New Paper Accepted: Certifying Accuracy, Privacy, and Robustness of ML-Based Malware Detection
Our paper entitled Certifying Accuracy, Privacy, and Robustness of ML-Based Malware Detection has been accepted for publication in the journal Springer Nature Computer Science.
In this paper, we extend our work in the paper Lightweight Behavior-Based Malware Detection, where we defined a novel, lightweight ML-based malware detector. We instantiate the certification scheme for ML that we defined in the paper Rethinking Certification for Trustworthy Machine-Learning-Based Applications and apply it to our malware detector, to evaluate whether it satisfies properties accuracy, privacy, and robustness. We also use the certification scheme to compare the proposed approach against two representative malware in literature.
The authors of the paper are: Nicola Bena (me) Marco Anisetti, Gabriele Gianini and Claudio Ardagna.

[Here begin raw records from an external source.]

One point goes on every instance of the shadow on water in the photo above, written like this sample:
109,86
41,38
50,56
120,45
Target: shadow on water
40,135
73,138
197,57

The code used for the certification can be found here, while the code for the malware detector can be found here.
The abstract is below.
Recent advances in artificial intelligence (AI) are radically changing how systems and applications are designed and developed. In this context, new requirements and regulations emerge, such as the AI Act, placing increasing focus on strict non-functional requirements, such as privacy and robustness, and how they are verified. Certification is considered the most suitable solution for non-functional verification of modern distributed systems, and is increasingly pushed forward in the verification of AI-based applications. In this paper, we present a novel dynamic malware detector driven by the requirements in the AI Act, which goes beyond standard support for high accuracy, and also considers privacy and robustness. Privacy aims to limit the need of malware detectors to examine the entire system in depth requiring administrator-level permissions; robustness refers to the ability to cope with malware mounting evasion attacks to escape detection. We then propose a certification scheme to evaluate non-functional properties of malware detectors, which is used to comparatively evaluate our malware detector and two representative deep-learning solutions in literature.